In view of the above-mentioned problems and technical requirements, the present inventor proposes a method and device for predicting product quality of a rectifying tower based on dynamic system identification. The technical scheme of the present invention is as follows:

In the first aspect, a method for predicting product quality of a distillation column based on dynamic system identification is requested for protection, the method includes:

Determine the current state data and planned input data of the rectification tower, the state data of the rectification tower is data used to reflect the operating state of the rectification tower, and the input data of the rectification tower is the data of the input variables of the rectification tower;

The current state data and planned input data are input into the dynamic system identification model to obtain the predicted state sequence, which includes the state data of the rectification tower within a predetermined period of time in the future. The dynamic system identification model uses the historical operation data of the rectification tower based on the SINDy model trained to get;

Input the predicted state sequence into the time series anomaly detection model pre-trained using the historical operation data of the distillation column to obtain the corresponding loss value;

When the obtained loss value exceeds the loss threshold, an early warning message for warning that the product quality of the rectification tower is abnormal is output.

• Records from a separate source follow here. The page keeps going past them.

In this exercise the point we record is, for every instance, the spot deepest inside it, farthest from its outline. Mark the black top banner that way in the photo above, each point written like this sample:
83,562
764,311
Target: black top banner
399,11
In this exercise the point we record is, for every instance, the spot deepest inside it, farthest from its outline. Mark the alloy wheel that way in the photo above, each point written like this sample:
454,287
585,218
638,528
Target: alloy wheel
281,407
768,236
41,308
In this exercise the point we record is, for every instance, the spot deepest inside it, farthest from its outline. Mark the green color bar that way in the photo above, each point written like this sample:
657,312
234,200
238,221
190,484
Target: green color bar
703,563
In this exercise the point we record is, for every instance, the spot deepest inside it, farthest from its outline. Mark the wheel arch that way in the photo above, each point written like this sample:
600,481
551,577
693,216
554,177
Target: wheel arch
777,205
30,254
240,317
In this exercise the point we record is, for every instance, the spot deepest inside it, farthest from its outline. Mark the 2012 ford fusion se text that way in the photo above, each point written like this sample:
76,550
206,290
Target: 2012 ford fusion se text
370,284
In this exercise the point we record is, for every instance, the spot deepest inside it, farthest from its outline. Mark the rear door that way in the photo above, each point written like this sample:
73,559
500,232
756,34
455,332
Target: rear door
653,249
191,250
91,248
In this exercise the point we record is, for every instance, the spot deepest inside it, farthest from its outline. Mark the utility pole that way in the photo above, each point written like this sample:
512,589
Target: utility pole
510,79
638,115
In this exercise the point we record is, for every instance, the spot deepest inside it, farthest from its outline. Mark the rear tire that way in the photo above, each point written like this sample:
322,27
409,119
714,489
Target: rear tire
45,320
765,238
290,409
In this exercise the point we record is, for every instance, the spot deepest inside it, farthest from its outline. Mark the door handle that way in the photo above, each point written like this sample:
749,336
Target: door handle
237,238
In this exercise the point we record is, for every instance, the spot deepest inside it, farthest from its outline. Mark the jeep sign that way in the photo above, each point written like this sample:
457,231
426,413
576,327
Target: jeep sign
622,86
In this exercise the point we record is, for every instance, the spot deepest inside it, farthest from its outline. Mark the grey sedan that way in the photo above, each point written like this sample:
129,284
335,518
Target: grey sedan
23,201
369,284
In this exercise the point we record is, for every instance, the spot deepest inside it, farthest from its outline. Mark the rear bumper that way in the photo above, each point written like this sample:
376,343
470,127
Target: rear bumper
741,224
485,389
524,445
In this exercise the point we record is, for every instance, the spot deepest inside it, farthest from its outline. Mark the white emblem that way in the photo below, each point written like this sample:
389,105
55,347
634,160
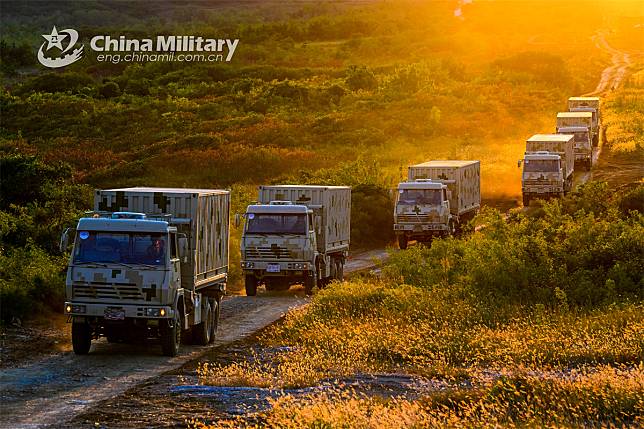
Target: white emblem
55,39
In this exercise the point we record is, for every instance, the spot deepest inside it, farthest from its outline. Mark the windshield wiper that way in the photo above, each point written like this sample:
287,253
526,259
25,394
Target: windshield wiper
91,262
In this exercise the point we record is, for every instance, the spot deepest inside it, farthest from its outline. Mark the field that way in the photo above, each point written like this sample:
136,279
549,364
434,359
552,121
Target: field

Its further technical solution is that the historical operation data used to train the dynamic system identification model includes the historical state sequence and historical input sequence of the rectification tower, and the historical state sequence includes the state of each working state point of the rectification tower arranged in chronological order Data, the historical input sequence includes the input data of each working status point of the rectification tower arranged in chronological order;

Then the method also includes:

The state data x _t-1 of the t-1th working state point in the historical state sequence of the distillation column and the input data u t _-1 of the t-1th working state point in the historical input sequence are used as the SINDy model Input, take the historical state sequence x _t of the tth working state point in the historical state sequence as the output of the SINDy model, and set the regression model of the SINDy model as LASSO, and use the historical state sequence and historical input sequence of the distillation column to train A dynamic system identification model is obtained.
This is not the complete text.